さらに、アフリカ開発銀行(AfDB)と日本政府とのパートナーシップによる「アフリカの民間セクター開発のための共同イニシアティブ」の利便性向上のためAfDBへの働きかけなどが期待される、としている。特に、日本企業案件における金利を含む条件緩和、手続きの迅速化、国際協力機構(JICA)の海外投融資の積極的な併用などが期待される、としている。

次に、外務省の資料でこれまでの日本企業のアフリカ進出状況を、営業所の開設までを含めて大雑把に見ると、チュニジアはモロッコ、エジプトと共にベスト10内に入っているが、なかでも南アは別格だ。次にモロッコ、エジプト、ガーナ、ナイジェリア、モザンビーク、タンザニア、ウガンダ、チュニジアという順位になっている。これから見て、サハラ以北の地中海に面したモロッコ、エジプトに続いてチュニジアも日系企業の進出先として高い人気を集めている。おそらく、投資する者にとってサハラ以北の地中海に面した国々は、ヨーロッパ市場に近いこともあって有望視されているのであろう。

それにしても日本企業のアフリカ進出は欧米に比べて“隔靴掻痒の感”ありで、もどかしい感じがする。だから、TICAD8が地中海を挟んでヨーロッパ市場と対面するチュニジアで開催される意味は、企業戦略的に大きいと言える。目下、政府開発援助(ODA)資金面で大きく貢献できない日本にとって、民間資本の動員はアフリカ開発協力の要諦だと言える。

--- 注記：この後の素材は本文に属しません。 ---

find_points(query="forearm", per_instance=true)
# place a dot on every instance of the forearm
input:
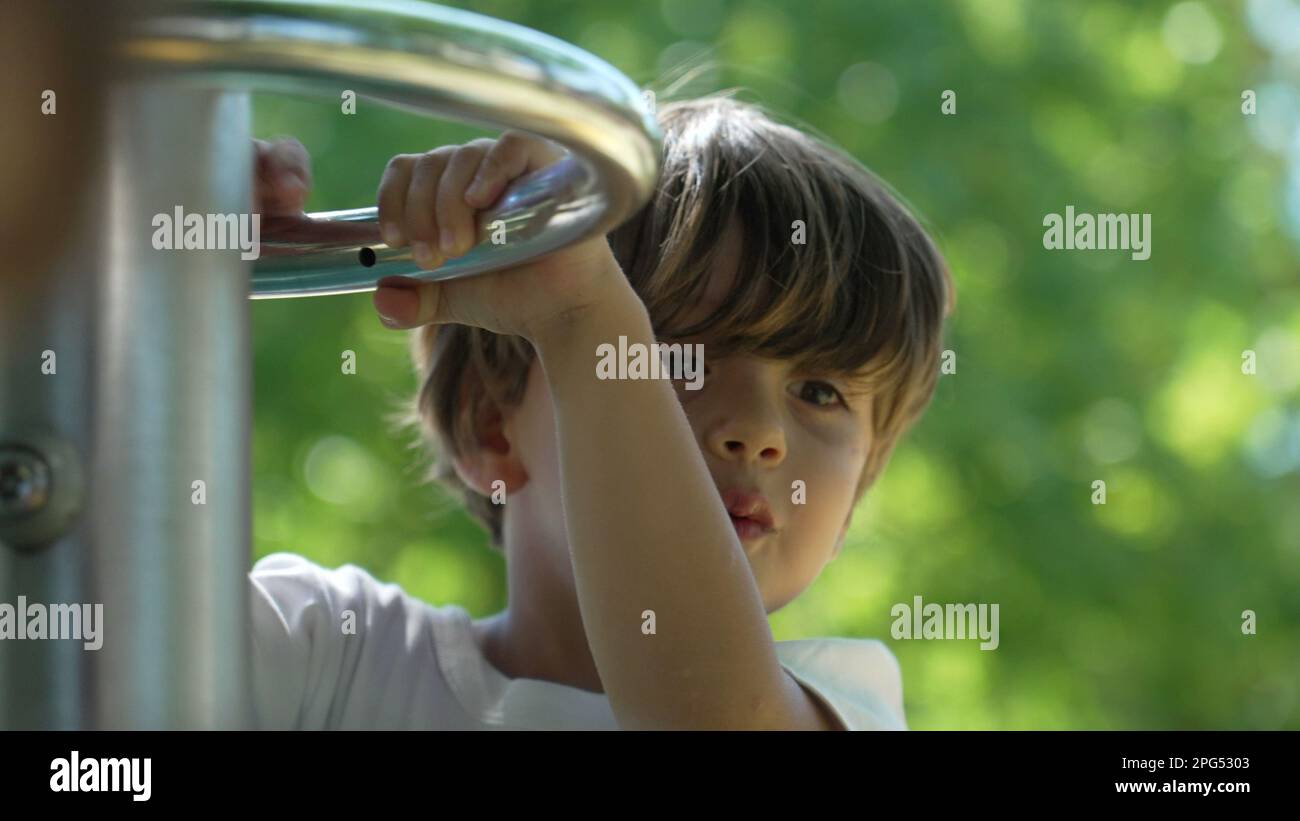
(648, 531)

他方、欧州連合(EU)は2021年12月、EU域外向けに新たなインフラ支援戦略となる「グローバル・ゲートウェイ」を公表し、2027年までに最大3,000億ユーロの投資(主に融資や公的保証)を目指すことを明らかにしている。まさに強敵現わるである。地の利、過去の経緯からヨーロッパにとって、アフリカは熟知の大陸である。日本にとって、今後、ヨーロッパの動向は、大いに注視しなければならなくなるだろう。